I have written the code that converts a string, entered by the user to lowercase, in two ways.

//method 1:
void xstrlwr(char*p)
{
    while(*p!='\0')
    {
        if(*p>=65&&*p<=90)
        {
            *p=*p+32;
        }
        p++;
    }
    printf("%s",p);
}

and

//method 2:
void xstrlwr(char*p)
{
    int l,i;
    l=strlen(p);
    for(i=0;i<=l;i++)
    {
        if(p[i]>=65&&p[i]<=90)
        {
            p[i]=p[i]+32;
        }
    }
    printf("\n%s",p);
}

here is the expected output

Input : WElcome TO sTack OverFLow
Expected output: welcome to stack overflow

the code 1 is not running correctly (printing the string has empty output),
whereas the code 2 is running perfectly (it outputs the lowercase string).
So my question is why the first one has empty output although both codes are logically identical, just having different notations?

Answer 1

Your printf in the first snippet is not printing anything since the pointer points to the NUL terminator. (Note the use of p++ in that snippet.)

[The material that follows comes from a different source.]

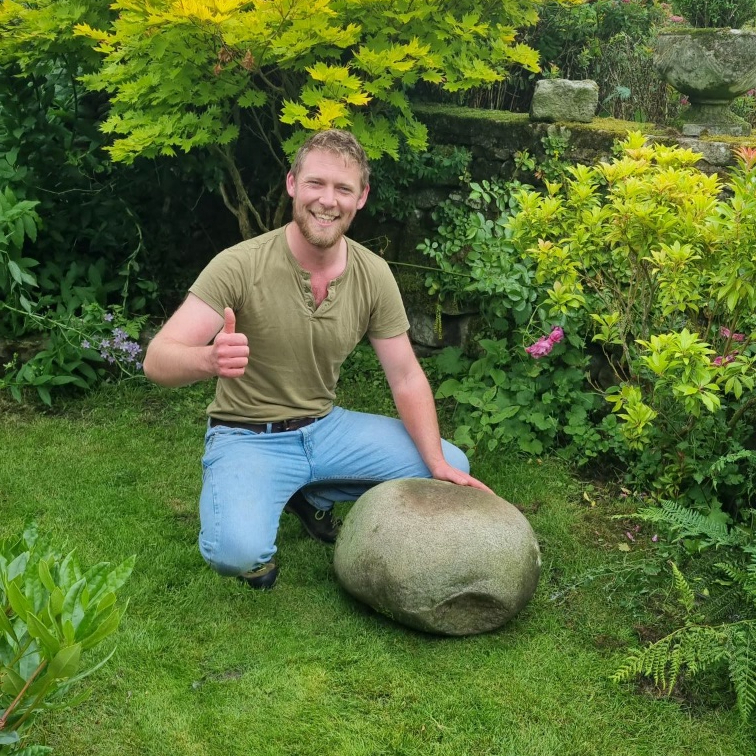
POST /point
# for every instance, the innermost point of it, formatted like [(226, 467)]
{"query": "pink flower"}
[(556, 335), (545, 344), (541, 348), (726, 333)]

In the second snippet you don't change the parameter passed to the function, so p still points to the start of the string.

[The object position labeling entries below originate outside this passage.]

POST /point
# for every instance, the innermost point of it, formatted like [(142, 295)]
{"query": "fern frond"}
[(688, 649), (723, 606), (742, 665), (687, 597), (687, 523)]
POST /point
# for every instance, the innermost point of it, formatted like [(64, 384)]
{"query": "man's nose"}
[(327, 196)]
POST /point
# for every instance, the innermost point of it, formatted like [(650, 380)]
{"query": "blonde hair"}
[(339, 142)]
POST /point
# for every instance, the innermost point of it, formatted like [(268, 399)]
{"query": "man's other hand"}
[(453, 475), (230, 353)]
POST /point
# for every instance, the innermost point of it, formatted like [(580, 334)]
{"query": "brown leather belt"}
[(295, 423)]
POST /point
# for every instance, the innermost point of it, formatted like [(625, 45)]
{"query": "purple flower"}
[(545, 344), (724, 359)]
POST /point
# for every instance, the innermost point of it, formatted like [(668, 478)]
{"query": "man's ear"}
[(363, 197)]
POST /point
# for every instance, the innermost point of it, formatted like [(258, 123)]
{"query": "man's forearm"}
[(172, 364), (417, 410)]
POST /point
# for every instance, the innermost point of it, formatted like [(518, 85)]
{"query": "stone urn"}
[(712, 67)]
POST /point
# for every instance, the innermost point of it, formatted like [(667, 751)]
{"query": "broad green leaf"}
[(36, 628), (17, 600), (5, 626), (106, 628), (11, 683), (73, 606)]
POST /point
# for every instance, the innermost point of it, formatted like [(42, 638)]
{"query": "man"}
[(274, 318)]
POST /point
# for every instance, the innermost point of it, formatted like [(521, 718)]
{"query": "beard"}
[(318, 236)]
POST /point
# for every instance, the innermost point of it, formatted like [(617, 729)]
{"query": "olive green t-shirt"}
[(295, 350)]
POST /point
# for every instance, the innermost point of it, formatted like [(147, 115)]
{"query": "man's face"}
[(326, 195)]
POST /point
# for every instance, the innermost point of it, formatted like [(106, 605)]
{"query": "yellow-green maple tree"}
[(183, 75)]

The "guts" of both functions are identical although I prefer the first one. The moral of the story here is to print the results at the function calling site, not in the function itself.

Finally note that either algorithm only works for platforms using ASCII (or a close cousin) for character encoding. For this reason, the C standard library provides tolower to do this job.

Answer 2

both codes are logically same just having different notations?

That is not true. In method2 the pointer p never changed. At the end of the loop it still points to the start of the string. And in method1 after the end of the loop, p points to \\0 , the null terminator of the input string (because of p++ ). You can create a copy of p to fix it.

void xstrlwr(char*p)
{
    char *q = p;                // A copy
    while(*p!='\0')
    {
        if(*p>=65&&*p<=90)
        {
            *p=*p+32;
        }
        p++;
    }
    printf("%s",q);           // q not p
}

Answer 3

Maybe this is just an exercise in playing with ASCII, but if not you should really be using tolower() instead of bit-banging. It's more portable.

EDIT: This would have been better as a comment, since it's more of an aside/observation than an answer to the question.